Histologic, ultrastructural, and immunofluorescent findings in a renal biopsy specimen from an adult spayed female Rhodesian Ridgeback dog with proteinuria. (A–D) H&E, PAS, MT, and JMS stains of a glomerulus, respectively reveal segmental sclerosis and synechiae (*). Podocytes are hypertrophied and contain large protein droplets in their cytoplasm (arrows). Scale bar = 50 μm. (E) TEM demonstrates widespread effacement of podocyte foot processes (arrowheads) and absence of ICs. Scale bar = 2 μm. (F) IF staining with an antibody against IgM does not demonstrate granular staining along capillary walls or in GBM (compare with positive staining pattern on Fig 1F). Scale bar = 50 μm.

Amyloidosis was identified in nearly one-sixth of the dogs evaluated (Table 4). In contrast to the entire cohort, the sex distribution among dogs with amyloidosis was characterized by slightly more males than females but was not significantly different from the entire cohort (P = .27). The youngest dog was 2 years old, but the age distribution was otherwise similar to that of the entire cohort. Amyloidosis, however, appeared to be over-represented in 2 breeds; 8 of 9 Chinese Shar Peis and 9 of 11 English Bulldogs biopsied for suspected glomerular disease were found to have amyloidosis. In 3 of 76 cases, amyloid deposits were small and nodular and distributed along the glomerular capillary walls with associated GBM remodeling observed with JMS, mimicking the LM features that can occur in ICGN. However, CR staining and TEM confirmed the presence of amyloid deposits in these cases.
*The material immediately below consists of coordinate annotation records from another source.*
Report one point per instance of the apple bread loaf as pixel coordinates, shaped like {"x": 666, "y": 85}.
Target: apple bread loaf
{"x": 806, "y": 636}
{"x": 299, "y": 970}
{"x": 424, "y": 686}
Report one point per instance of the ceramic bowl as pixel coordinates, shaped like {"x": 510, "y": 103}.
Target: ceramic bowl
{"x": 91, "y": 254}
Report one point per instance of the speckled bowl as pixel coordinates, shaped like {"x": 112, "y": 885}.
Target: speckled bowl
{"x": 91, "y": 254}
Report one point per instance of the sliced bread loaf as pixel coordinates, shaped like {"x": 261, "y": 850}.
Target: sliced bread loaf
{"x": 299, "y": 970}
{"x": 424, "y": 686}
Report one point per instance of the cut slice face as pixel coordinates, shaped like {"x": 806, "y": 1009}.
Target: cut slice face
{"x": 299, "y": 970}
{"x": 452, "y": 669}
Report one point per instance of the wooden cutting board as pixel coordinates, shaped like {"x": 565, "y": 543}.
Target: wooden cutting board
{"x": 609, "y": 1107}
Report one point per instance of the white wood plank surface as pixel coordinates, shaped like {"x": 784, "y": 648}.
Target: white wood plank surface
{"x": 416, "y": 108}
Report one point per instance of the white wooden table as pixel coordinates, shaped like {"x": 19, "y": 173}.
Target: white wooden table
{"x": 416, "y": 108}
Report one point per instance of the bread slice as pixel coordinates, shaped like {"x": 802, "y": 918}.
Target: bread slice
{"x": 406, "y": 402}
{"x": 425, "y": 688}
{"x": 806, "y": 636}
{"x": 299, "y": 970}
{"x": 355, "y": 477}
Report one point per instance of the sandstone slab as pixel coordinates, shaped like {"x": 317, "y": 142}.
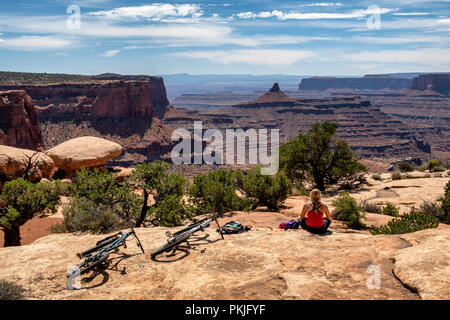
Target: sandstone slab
{"x": 14, "y": 161}
{"x": 259, "y": 264}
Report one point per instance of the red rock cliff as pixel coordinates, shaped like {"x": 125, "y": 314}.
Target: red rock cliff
{"x": 99, "y": 99}
{"x": 123, "y": 100}
{"x": 19, "y": 125}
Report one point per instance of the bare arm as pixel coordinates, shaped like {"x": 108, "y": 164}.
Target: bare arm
{"x": 305, "y": 208}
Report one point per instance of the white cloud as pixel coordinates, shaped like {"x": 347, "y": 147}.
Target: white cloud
{"x": 295, "y": 15}
{"x": 423, "y": 38}
{"x": 268, "y": 57}
{"x": 110, "y": 53}
{"x": 155, "y": 12}
{"x": 34, "y": 43}
{"x": 412, "y": 13}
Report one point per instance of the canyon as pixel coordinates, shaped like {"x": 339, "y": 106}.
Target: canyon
{"x": 391, "y": 123}
{"x": 126, "y": 110}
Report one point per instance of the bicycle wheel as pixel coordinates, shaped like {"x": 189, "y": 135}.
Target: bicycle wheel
{"x": 191, "y": 226}
{"x": 167, "y": 247}
{"x": 100, "y": 244}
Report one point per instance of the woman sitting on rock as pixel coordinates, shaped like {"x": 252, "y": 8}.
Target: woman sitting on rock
{"x": 311, "y": 218}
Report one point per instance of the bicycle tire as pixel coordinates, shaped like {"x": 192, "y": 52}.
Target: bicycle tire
{"x": 166, "y": 247}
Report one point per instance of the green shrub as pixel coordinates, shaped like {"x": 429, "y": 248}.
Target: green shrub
{"x": 170, "y": 212}
{"x": 445, "y": 204}
{"x": 434, "y": 166}
{"x": 10, "y": 291}
{"x": 405, "y": 166}
{"x": 100, "y": 188}
{"x": 396, "y": 175}
{"x": 370, "y": 207}
{"x": 377, "y": 177}
{"x": 216, "y": 192}
{"x": 84, "y": 215}
{"x": 317, "y": 157}
{"x": 347, "y": 210}
{"x": 24, "y": 200}
{"x": 410, "y": 222}
{"x": 434, "y": 209}
{"x": 391, "y": 210}
{"x": 270, "y": 191}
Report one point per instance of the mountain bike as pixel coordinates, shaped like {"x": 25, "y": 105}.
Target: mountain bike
{"x": 99, "y": 254}
{"x": 182, "y": 236}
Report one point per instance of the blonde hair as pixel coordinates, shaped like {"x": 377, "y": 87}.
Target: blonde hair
{"x": 315, "y": 196}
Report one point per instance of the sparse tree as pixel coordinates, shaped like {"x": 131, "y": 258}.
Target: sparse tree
{"x": 23, "y": 200}
{"x": 319, "y": 158}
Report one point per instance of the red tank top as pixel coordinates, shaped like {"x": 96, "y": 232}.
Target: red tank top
{"x": 314, "y": 218}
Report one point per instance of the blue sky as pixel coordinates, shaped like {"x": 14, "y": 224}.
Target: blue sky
{"x": 225, "y": 37}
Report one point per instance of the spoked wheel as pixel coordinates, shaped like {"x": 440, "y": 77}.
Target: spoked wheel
{"x": 191, "y": 226}
{"x": 94, "y": 263}
{"x": 165, "y": 248}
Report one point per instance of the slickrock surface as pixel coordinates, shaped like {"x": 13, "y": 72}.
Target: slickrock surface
{"x": 13, "y": 163}
{"x": 83, "y": 152}
{"x": 124, "y": 109}
{"x": 260, "y": 264}
{"x": 364, "y": 83}
{"x": 19, "y": 125}
{"x": 264, "y": 263}
{"x": 368, "y": 130}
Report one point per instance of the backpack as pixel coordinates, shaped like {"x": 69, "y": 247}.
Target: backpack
{"x": 291, "y": 224}
{"x": 234, "y": 227}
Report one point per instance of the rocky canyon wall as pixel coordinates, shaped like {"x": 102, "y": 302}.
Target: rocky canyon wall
{"x": 19, "y": 125}
{"x": 364, "y": 83}
{"x": 435, "y": 82}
Dogs with an assortment of primary glomerular lesions that were not ICGN, amyloidosis, or glomerulosclerosis were grouped in a single category that accounted for nearly one-tenth of the cases (Table 4). The ages and sex distribution of dogs in this category were similar to those of the entire cohort, with no significant difference observed for sex (P = .20). Five (11.1%) of the 45 cases in this category originally were diagnosed as IC disease based on LM, but did not have electron-dense deposits on TEM or positive IF staining for immunoreactants. TEM was required to definitively determine that IC were not present in the glomeruli in 17/45 (37.8%) of the non-IC glomerulopathy cases. Most cases had nonspecific evidence of podocyte injury with or without synechiae (25 cases), but other cases had nonamyloidotic fibrillary deposits (6 cases), were suspected to have fibronectin glomerulopathy (1 case) or collagenofibrotic glomerulopathy (1 case), or had primary GBM defects (4 cases). Seven other cases had nonspecific primary glomerular changes without IC deposits.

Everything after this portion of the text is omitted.